According to the most recent visitor data from the Macao Government Tourism Bureau, Wednesday brought only 21,584 visitors to the city.
The slump in arrivals from mainland China on Wednesday was 91.8 percent year-on-year compared to the 2019 lunar new year holiday season, equating this time to only 12,431 people.
The data meant that in the first six days of the latest period, there were only 243,204 tourist arrivals from all markets, a fall of 76.5 percent on the prior-year holiday period. The tally of arrivals from the mainland in the initial six days was 139,580, a decline of 81.7 percent.
Macau International Airport said on its website that – according to information supplied by its airline partners – as of Wednesday night, between the period of Thursday to February 6 inclusive – a total of circa 177 inbound flights from either the mainland or Taiwan, and circa 168 outbound services, had been cancelled.
Xiamen Airlines had also flagged that five inbound services it normally operated five days per week from mainland destinations were being cancelled between February 8 and February 29, this year being a leap year.
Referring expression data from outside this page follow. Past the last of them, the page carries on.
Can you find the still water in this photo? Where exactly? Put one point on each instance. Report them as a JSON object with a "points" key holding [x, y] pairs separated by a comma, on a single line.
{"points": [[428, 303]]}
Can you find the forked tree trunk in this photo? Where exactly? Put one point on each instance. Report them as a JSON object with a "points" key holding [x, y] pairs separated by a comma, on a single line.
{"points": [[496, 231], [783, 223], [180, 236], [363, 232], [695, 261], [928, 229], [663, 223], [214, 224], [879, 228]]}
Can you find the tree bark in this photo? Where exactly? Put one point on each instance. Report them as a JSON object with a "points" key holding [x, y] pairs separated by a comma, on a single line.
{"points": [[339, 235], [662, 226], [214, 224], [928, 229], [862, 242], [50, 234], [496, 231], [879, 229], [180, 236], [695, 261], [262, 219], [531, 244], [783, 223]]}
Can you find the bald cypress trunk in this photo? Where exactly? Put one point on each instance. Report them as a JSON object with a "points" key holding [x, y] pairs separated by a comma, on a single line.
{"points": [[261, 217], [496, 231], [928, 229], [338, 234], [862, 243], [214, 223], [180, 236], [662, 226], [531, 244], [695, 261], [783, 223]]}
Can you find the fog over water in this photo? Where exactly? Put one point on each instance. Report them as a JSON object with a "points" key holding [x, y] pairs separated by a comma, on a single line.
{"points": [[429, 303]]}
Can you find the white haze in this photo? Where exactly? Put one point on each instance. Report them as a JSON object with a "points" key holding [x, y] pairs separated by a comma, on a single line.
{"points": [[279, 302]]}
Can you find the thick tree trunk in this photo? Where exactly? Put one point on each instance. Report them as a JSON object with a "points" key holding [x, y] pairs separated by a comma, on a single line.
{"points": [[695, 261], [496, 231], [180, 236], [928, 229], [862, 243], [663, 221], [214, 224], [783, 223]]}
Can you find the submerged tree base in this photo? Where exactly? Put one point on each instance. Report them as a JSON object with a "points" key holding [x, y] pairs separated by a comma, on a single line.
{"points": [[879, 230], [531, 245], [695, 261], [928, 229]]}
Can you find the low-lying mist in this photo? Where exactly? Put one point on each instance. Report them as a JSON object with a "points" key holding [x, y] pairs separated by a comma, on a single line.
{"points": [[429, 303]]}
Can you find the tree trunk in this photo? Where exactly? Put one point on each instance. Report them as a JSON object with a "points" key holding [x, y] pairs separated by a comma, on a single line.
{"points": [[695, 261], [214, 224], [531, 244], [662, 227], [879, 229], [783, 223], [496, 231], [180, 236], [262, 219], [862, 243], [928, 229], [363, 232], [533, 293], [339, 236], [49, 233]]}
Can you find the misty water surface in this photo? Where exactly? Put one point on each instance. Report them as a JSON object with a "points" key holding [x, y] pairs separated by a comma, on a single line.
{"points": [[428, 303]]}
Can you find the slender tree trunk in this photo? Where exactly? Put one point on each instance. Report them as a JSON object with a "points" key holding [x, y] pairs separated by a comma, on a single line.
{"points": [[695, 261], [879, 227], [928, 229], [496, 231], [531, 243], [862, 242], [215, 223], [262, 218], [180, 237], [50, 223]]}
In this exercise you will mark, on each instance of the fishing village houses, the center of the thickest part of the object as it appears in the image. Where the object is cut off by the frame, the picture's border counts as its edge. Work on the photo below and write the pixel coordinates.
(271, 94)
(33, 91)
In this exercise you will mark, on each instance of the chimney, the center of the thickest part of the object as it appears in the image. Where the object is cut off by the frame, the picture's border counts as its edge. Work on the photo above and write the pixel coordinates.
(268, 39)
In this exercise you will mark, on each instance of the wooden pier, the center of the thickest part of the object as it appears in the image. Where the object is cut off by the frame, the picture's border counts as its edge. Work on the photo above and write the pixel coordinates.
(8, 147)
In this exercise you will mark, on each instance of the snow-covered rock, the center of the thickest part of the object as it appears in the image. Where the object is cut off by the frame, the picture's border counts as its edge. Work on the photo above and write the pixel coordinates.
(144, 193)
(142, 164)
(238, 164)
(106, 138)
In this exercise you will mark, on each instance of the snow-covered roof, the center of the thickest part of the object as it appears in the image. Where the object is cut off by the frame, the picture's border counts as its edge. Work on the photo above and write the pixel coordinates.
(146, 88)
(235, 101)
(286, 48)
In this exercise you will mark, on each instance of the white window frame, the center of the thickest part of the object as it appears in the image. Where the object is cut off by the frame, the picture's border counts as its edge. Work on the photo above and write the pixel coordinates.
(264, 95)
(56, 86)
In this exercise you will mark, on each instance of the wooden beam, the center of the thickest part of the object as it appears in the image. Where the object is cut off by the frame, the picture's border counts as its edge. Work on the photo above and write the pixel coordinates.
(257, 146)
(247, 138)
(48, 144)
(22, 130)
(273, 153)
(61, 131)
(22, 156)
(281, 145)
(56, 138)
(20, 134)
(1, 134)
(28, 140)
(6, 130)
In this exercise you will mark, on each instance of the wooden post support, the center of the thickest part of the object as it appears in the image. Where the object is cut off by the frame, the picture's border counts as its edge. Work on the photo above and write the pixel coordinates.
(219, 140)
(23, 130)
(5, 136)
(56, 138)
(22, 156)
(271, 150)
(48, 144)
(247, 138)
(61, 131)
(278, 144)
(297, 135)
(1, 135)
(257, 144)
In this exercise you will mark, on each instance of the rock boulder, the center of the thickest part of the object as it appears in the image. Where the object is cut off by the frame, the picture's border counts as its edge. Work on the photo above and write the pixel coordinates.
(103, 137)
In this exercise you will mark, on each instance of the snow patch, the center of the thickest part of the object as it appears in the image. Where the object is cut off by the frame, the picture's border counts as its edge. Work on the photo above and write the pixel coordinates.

Xiamen Airlines is also cancelling the equivalent outbound services between those dates.
Elsewhere, ferry operators to Macau indicated they were adjusting service frequencies to account for the decline in visitor numbers.
TurboJET – run by Shun Tak-China Travel Ship Management Ltd – said on its website that, with effect from Wednesday, sailings between the Hong Kong-Macau Ferry Terminal at Sheung Wan in Hong Kong and Macau’s Outer Harbour Ferry Terminal would be reduced to every 30 minutes during the day, and to one per hour between 11pm and 1am the following morning.
The HZMBus.com website, which lists information about the shuttle bus services travelling between the Macau boundary and the Hong Kong boundary of the Hong Kong-Zhuhai- Macau Bridge, said that, as of 6am on Thursday, services were being reduced “in order to control the spread of novel coronavirus”. The website said the move was at the behest of the Macau and Hong Kong governments.